Sunday, May 18, 2008

3 byte characters in 2 bytes?

Character encodings remain a challenge in many integration projects. Just had a customer asking: how can a 3 byte character (UTF-8) fit in a 2 byte (UTF-8) character?

Simple question I thought: (modern) programming languages and operating systems use 2 bytes to represent a single character. This gives room for 2^16 characters. Although not covering all characters, I was assuming that 2 bytes were sufficient.

Just learned that some characters in UTF-16 are encoded as 4 bytes (2 x 2 bytes). These are called surrogates. The first 2 bytes of such surrogate are in the range D800-DBFF, the last 2 bytes are in the range DC00-DFFF. As such, UTF-16 is developed to support little over a million characters.

For exchange of data in application integration scenario's, UTF-8 is recommended:
- No byte order, no need for a byte order marker
- No zero byte (making life easy for all those C-programmers
- ASCII represented unchanged
- Compact encoding of Western European characters

When diving into the Java doc of Char, the Char class is aware of surrogates (at least in 1.5).
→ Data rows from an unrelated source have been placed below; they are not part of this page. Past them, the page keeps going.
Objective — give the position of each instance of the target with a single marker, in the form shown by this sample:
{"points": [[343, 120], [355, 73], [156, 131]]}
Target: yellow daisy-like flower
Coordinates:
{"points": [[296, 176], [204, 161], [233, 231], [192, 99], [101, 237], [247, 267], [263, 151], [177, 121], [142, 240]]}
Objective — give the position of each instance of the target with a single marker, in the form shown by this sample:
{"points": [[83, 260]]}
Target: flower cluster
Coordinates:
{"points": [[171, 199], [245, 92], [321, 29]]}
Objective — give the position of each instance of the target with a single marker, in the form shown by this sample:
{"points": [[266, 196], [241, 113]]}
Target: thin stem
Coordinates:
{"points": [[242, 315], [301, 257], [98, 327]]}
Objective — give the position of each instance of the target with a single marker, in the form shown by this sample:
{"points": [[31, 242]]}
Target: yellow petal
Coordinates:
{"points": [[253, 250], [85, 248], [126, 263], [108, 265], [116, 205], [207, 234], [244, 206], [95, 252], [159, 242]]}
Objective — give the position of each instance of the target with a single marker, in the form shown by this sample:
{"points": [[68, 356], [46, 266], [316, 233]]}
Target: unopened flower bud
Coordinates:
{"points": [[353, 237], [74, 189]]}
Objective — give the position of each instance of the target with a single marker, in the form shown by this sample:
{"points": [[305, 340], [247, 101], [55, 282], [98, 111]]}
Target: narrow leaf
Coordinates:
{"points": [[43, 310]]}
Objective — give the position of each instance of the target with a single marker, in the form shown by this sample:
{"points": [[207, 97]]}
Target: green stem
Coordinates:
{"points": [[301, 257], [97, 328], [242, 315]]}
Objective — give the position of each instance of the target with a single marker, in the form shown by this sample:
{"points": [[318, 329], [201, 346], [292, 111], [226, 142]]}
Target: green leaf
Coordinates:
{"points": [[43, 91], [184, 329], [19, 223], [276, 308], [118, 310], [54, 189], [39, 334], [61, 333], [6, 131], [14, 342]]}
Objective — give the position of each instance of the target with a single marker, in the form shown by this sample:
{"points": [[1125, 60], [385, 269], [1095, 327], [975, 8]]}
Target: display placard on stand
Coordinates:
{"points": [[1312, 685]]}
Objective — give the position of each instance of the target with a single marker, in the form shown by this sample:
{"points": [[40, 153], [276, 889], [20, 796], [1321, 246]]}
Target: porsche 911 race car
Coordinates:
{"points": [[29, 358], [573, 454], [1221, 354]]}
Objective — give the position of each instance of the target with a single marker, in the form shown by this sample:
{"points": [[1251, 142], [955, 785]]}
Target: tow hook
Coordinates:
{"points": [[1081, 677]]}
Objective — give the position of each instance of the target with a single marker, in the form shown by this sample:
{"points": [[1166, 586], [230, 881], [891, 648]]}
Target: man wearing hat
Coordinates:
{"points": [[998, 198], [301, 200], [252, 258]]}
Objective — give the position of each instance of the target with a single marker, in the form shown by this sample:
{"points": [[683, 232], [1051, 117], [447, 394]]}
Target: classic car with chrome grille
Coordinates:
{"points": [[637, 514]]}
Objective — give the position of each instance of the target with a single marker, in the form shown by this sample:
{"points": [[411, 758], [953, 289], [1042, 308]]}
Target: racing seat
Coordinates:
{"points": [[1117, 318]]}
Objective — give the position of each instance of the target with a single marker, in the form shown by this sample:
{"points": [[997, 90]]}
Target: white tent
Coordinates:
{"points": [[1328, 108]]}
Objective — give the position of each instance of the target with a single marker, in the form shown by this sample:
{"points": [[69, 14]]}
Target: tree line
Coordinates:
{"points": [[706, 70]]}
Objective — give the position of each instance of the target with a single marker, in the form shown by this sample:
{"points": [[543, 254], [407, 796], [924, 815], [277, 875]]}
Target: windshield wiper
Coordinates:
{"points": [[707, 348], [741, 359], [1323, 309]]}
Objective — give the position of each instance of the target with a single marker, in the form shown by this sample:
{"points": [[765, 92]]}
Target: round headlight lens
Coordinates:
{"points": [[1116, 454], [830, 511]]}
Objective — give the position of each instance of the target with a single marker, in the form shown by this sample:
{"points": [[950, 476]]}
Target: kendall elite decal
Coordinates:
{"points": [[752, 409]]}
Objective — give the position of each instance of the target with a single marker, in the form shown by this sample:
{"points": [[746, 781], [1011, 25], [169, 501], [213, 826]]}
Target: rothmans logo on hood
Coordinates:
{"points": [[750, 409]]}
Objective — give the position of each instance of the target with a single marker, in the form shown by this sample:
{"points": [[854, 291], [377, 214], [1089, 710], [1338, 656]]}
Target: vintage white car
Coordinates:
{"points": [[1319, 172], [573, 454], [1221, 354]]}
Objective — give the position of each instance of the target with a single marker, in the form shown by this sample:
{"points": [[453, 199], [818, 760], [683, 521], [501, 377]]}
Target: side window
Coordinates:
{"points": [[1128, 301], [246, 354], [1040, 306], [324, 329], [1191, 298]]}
And I assume that some systems already use 4 bytes internally to represent characters, just to avoid the complexity of these surrogates (2 x 2 byte characters in UTF-16).

So another item for my totdo list: experiment a bit with conversion of text containing such surrogates from UTF-8 to UTF-16 and back. In particular in e.g. file adapters of integration solutions.

2 comments:

Emile said...
This comment has been removed by the author.
Emile said...

Thanks Guy. It will help me when (again) strugling with character encoding issues. ;-)

Cheers,

Emile Hermans